Ils sont 150 élèves du Conservatoire de musique de Genève à se préparer pour le concours annuel. Cette année, le concours sera dédié à Joseph Haydn, en commémoration du 200e?anniversaire de sa disparition, et se déroulera les 24, 25 et 26 février, toute la journée à la rue Petitot.
Ce projet vise à fédérer les élèves de tous niveaux, de 7 à 21?ans, autour d’un thème et d’une époque. Ils seront répartis en quatre catégories de différents niveaux.
Pour chacun, l’audition durera sept minutes avec deux pièces à interpréter, un Menuet imposé et un mouvement de Sonate de leur choix. Ils joueront devant un jury, composé du pianiste viennois Paul Badura-Skoda, de trois professeurs et du doyen, Adrian Kreda.
Honneur et motivation d’un accueil prestigieux
«C’est un grand honneur pour le Conservatoire de recevoir Paul Badura-Skoda et pour les élèves c’est évidemment une motivation supplémentaire de jouer devant cet immense artiste.» déclare Eva Aroutunian, qui se réjouit du nombre de participants, deux fois plus élevé que l’année précédente.
«Le but des concours est d’approfondir une partition et de découvrir un répertoire, celui de Haydn étant souvent délaissé au profit de ses contemporains, explique Adrian Kreda. Paul Badura-Skoda, pianiste de renom, a redonné à cette musique la place qu’elle mérite en enregistrant sur instruments d’époque et en clarifiant la lecture des partitions de Haydn.»
«C’est un véritable défi que les élèves ont à relever cette année car le répertoire de Haydn est peu connu et ses partitions sont difficiles à interpréter, poursuit-il.

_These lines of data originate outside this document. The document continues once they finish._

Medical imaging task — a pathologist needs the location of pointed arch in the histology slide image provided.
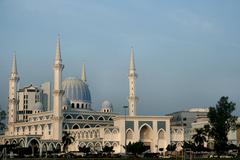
[83,124,91,128]
[78,142,86,147]
[37,124,42,135]
[77,115,84,119]
[98,116,105,121]
[126,128,134,140]
[63,124,69,130]
[95,142,102,152]
[139,123,154,149]
[24,126,29,135]
[112,128,118,134]
[65,114,73,119]
[158,128,166,139]
[95,124,100,128]
[104,142,111,147]
[48,142,55,151]
[104,128,111,134]
[19,138,25,147]
[87,115,95,120]
[72,124,80,129]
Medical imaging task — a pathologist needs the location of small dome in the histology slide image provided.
[33,102,43,111]
[62,77,91,103]
[102,100,113,110]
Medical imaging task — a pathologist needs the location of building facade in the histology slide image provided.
[0,37,171,155]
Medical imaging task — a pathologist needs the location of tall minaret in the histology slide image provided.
[53,35,64,140]
[128,47,138,116]
[8,53,19,135]
[82,64,87,82]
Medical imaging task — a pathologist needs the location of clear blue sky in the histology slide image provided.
[0,0,240,115]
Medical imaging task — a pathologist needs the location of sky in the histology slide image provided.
[0,0,240,115]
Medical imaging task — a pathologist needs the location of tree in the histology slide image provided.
[192,128,207,150]
[62,132,74,152]
[124,142,148,155]
[208,96,237,155]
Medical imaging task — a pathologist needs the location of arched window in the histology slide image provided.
[65,115,72,119]
[88,116,93,120]
[83,125,90,128]
[73,124,79,129]
[98,117,104,121]
[77,116,83,119]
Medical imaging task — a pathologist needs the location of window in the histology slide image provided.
[66,115,72,119]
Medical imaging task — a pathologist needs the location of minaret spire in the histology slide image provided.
[53,35,64,140]
[129,47,136,71]
[82,64,87,82]
[8,52,19,135]
[128,47,138,116]
[55,34,62,64]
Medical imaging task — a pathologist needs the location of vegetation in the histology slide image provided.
[208,97,237,155]
[124,142,148,155]
[62,132,74,152]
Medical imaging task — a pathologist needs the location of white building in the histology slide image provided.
[0,38,171,155]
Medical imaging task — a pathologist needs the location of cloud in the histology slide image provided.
[170,9,219,33]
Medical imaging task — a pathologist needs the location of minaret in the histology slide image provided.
[82,64,87,82]
[8,53,19,135]
[128,48,138,116]
[53,35,64,140]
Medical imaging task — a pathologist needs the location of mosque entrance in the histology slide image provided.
[29,139,40,157]
[140,125,153,149]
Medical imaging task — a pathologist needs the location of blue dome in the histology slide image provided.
[62,77,91,103]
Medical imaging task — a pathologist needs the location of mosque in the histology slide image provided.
[0,37,178,155]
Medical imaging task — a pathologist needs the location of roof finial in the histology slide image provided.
[11,51,17,74]
[129,47,135,70]
[82,64,87,82]
[55,34,62,62]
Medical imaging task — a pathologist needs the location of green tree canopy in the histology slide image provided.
[192,128,207,147]
[208,96,237,155]
[124,142,147,155]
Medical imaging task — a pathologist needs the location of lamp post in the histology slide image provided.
[123,106,128,154]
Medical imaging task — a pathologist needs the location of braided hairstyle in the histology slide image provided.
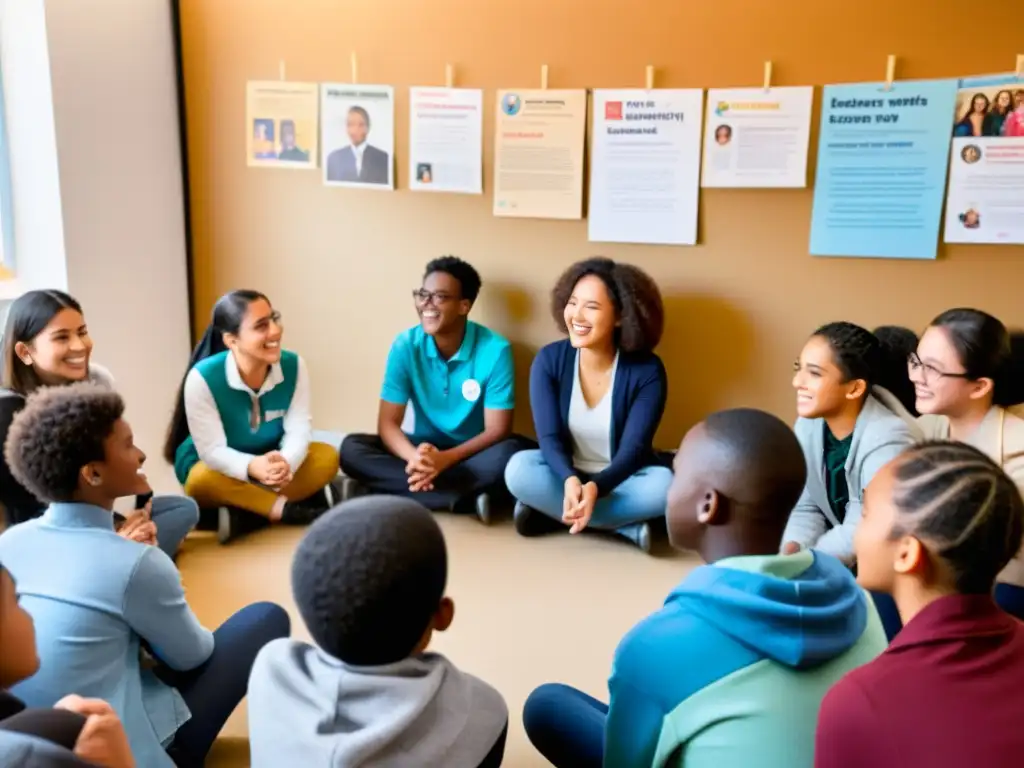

Cette musique laisse donc de l’espace à la personnalité des élèves qui sont d’une certaine façon, libres du choix de leur interprétation et devront montrer leur caractère.»
«Dès lors, ce concours est aussi une reconnaissance pour signaler et récompenser les plus motivés, qui recevront un prix. Mais tout le monde recevra un certificat de participation», rassure Adrian Kreda.
Simon Boccadoro, 17?ans, participera pour la troisième fois à un concours de piano avec le Conservatoire. «Ces épreuves sont une chance car nous sommes confrontés à un public et nous apprenons à être plus à l’aise face à lui. En concert, il est toujours difficile de gérer son trac.
Haydn est assez difficile à interpréter et je dois vraiment faire attention au tempo, mais j’ai beaucoup travaillé, avec l’aide et le soutien de mon professeur, et je suis impatient de montrer ce dont je suis capable», se réjouit-il.
Gabriella Cabre, 12?ans, a déjà joué lors du concours Grieg l’année passée. «J’avais reçu le troisième prix, un livre sur la vie de Grieg, avec un diplôme. Bien sur, cela me ferait plaisir d’en recevoir un cette année encore, mais ce n’est pas le plus important. Comme nous l’a dit Monsieur Kreda, cela arrive qu’il y ait des jours où l’on joue moins bien que d’autres et il ne faudra pas que je sois déçue si c’est le cas. Mais j’ai beaucoup travaillé pour me préparer!» raconte-t-elle.
Comme un grand nombre de ses camarades, Ishak Lubbe, 15?ans, ne connaissait pas Paul Badura-Skoda. «S’il est connu et qu’il est là, c’est bien. Mais ce n’est pas pour lui que je me suis inscrit! Je me prépare depuis le mois d’octobre mais l’investissement n’était pas trop lourd et il en vaut la peine», dit-il.
Paul Badura-Skoda offrira un récital dédié à Haydn le 28 février ainsi qu’une conférence, «L’ornementation du jeu à l’époque de Haydn» le 27 février dans la grande salle de la place Neuve. Les lauréats de chaque catégorie se produiront pour un dernier concert le 1er mars.